Storms and other severe weather events can cause both public health and economic problems for communities and municipalities. Many severe events can result in fatalities, injuries, and property damage, and preventing such outcomes to the extent possible is a key concern.
This project involves exploring the U.S. National Oceanic and Atmospheric Administration’s (NOAA) storm database. This database tracks characteristics of major storms and weather events in the United States, including when and where they occur, as well as estimates of any fatalities, injuries, and property damage.
The goal of this report is to answer to the follwoing questions about severe weather events:
Across the United States, which types of events (as indicated in the EVTYPE variable) are most harmful with respect to population health?
Across the United States, which types of events have the greatest economic consequences?
This analysis shows that the tornadoes are the most harmful events for population health in the United States, floods caused worst damages for properties, and hurricane caused big damages on crops.
The data for this project are in the form of a comma-separated-value file compressed via the bzip2 algorithm. Data can be downloaded from the Storm Data. In addition, there is some documentation available at the National Weather Service Storm Data Documentation where there are provided details how some of the variables are constructed/defined.
First, clear R environment and load necessary libraries.
rm(list=ls())
library(dplyr); library(knitr); library(ggplot2); library(tidyr); library(car)
Download the file.
if(!file.exists("./StormData")){dir.create("./StormData")}
fileUrl <- "http://d396qusza40orc.cloudfront.net/repdata%2Fdata%2FStormData.csv.bz2"
download.file(fileUrl, destfile = "./StormData/repdataFdataFStormData.csv.bz2", method = "curl", mode = "wb")
Read the data.
storm <- read.csv(bzfile("./StormData/repdataFdataFStormData.csv.bz2"),
header = TRUE, sep = ",", stringsAsFactors = FALSE, na.strings="NA")

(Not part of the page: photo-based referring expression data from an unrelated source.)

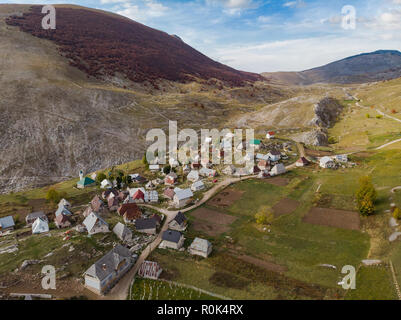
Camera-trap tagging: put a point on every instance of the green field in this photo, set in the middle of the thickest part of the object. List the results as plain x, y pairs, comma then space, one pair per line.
147, 289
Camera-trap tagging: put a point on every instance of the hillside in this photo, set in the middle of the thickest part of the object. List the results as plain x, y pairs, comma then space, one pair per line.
104, 45
367, 67
55, 121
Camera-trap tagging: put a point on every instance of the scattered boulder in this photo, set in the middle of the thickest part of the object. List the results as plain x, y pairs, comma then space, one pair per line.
371, 262
394, 236
393, 222
27, 263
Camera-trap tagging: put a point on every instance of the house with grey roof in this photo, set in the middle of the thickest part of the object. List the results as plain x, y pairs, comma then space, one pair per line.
30, 218
63, 210
95, 224
172, 239
193, 176
64, 203
122, 232
277, 169
182, 197
146, 225
150, 270
197, 186
6, 224
200, 247
105, 273
40, 226
179, 222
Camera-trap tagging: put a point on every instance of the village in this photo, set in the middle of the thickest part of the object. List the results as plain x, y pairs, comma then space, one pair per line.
150, 207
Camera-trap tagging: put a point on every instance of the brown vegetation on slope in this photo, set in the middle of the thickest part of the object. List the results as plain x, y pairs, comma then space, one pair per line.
106, 45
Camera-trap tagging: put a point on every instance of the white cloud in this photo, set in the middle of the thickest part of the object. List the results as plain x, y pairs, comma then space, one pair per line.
300, 54
142, 11
233, 7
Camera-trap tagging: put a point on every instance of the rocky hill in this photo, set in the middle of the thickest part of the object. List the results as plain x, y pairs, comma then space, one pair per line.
367, 67
104, 45
57, 119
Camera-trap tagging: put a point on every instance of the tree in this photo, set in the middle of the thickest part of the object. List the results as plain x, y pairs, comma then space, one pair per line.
366, 196
54, 196
397, 213
264, 216
167, 169
100, 177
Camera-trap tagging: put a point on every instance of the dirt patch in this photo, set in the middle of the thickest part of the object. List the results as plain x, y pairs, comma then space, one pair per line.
317, 153
226, 198
268, 265
228, 280
211, 222
209, 228
277, 181
333, 218
285, 206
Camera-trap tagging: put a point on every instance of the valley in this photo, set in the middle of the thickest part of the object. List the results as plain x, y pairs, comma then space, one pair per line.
73, 123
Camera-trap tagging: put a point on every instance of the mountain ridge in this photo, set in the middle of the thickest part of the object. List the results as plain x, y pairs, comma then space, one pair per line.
362, 68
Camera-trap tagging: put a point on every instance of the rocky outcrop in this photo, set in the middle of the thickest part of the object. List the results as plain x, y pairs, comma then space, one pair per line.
315, 137
327, 111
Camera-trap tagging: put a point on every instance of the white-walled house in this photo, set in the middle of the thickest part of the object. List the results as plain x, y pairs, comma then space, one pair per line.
40, 226
182, 197
105, 273
95, 224
200, 247
277, 169
327, 162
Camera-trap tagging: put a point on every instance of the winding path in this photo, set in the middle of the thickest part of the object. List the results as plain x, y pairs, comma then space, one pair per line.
121, 290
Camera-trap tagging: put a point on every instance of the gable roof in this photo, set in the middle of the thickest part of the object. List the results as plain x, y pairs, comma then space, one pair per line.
61, 218
108, 263
91, 220
40, 225
146, 223
149, 269
86, 181
197, 184
7, 222
138, 195
180, 218
183, 194
200, 244
275, 152
128, 207
171, 236
121, 230
35, 215
63, 211
169, 192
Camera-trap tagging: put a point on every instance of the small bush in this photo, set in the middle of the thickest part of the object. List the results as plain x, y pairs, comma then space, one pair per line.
397, 213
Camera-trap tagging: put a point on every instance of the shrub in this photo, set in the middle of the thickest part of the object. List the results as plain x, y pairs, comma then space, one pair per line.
366, 196
264, 216
397, 213
100, 177
332, 140
54, 196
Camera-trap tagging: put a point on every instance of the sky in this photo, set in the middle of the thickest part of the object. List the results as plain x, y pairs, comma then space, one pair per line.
267, 35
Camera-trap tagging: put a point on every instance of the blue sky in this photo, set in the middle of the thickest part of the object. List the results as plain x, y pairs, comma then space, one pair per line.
266, 35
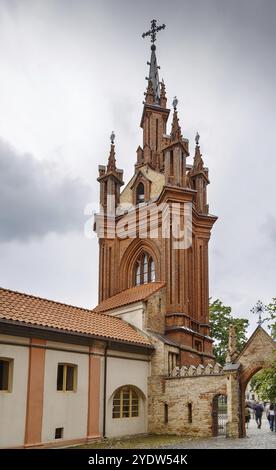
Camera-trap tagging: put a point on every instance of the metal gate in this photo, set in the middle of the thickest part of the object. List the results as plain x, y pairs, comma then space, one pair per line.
219, 415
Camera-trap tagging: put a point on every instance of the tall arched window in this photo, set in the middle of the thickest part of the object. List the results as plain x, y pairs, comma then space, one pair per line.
125, 403
144, 270
140, 193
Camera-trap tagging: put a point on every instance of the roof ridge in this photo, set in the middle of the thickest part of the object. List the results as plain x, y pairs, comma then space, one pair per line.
57, 302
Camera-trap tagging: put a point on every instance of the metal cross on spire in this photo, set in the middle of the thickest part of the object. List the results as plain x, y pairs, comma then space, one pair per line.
259, 309
152, 32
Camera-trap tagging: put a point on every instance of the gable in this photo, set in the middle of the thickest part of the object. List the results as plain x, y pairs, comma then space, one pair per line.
156, 179
257, 353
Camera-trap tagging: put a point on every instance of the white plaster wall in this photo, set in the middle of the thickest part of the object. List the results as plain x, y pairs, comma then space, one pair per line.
13, 404
132, 314
66, 410
126, 372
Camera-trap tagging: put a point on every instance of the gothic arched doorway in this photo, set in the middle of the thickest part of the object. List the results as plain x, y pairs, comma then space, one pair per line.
219, 415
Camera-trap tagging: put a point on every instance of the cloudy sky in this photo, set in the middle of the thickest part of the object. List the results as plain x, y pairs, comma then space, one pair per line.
71, 71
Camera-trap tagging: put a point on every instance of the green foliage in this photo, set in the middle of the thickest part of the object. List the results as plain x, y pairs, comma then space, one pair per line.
271, 310
264, 383
220, 320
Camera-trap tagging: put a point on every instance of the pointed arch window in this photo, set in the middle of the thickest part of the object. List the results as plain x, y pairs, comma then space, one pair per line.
144, 270
140, 193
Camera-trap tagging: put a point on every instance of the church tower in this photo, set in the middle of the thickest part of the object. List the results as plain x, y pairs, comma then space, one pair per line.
163, 178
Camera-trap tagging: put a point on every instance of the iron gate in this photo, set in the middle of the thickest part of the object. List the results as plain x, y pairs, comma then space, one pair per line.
219, 415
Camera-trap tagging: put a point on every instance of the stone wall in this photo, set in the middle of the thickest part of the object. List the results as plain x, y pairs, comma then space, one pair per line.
187, 398
155, 312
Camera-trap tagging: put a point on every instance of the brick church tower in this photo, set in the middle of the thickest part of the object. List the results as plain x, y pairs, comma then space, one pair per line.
162, 178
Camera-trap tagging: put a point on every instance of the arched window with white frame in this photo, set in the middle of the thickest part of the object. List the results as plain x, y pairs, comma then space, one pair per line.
144, 269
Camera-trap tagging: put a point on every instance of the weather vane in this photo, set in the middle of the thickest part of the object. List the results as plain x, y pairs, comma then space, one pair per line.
175, 102
258, 309
112, 137
152, 32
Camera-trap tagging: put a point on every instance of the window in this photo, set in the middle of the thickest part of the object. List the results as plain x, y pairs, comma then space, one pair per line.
173, 361
144, 270
59, 433
140, 193
125, 403
166, 413
67, 378
137, 274
6, 366
198, 345
190, 413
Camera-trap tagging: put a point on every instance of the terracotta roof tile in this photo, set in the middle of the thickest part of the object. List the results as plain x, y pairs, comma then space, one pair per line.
32, 310
129, 296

Extract variables which are relevant to our analysis:
relevant.storm.data <- storm %>%
select(STATE, EVTYPE, FATALITIES, INJURIES, PROPDMG, PROPDMGEXP, CROPDMG, CROPDMGEXP)
str(relevant.storm.data)
## 'data.frame': 902297 obs. of 8 variables:
## $ STATE : chr "AL" "AL" "AL" "AL" ...
## $ EVTYPE : chr "TORNADO" "TORNADO" "TORNADO" "TORNADO" ...
## $ FATALITIES: num 0 0 0 0 0 0 0 0 1 0 ...
## $ INJURIES : num 15 0 2 2 2 6 1 0 14 0 ...
## $ PROPDMG : num 25 2.5 25 2.5 2.5 2.5 2.5 2.5 25 25 ...
## $ PROPDMGEXP: chr "K" "K" "K" "K" ...
## $ CROPDMG : num 0 0 0 0 0 0 0 0 0 0 ...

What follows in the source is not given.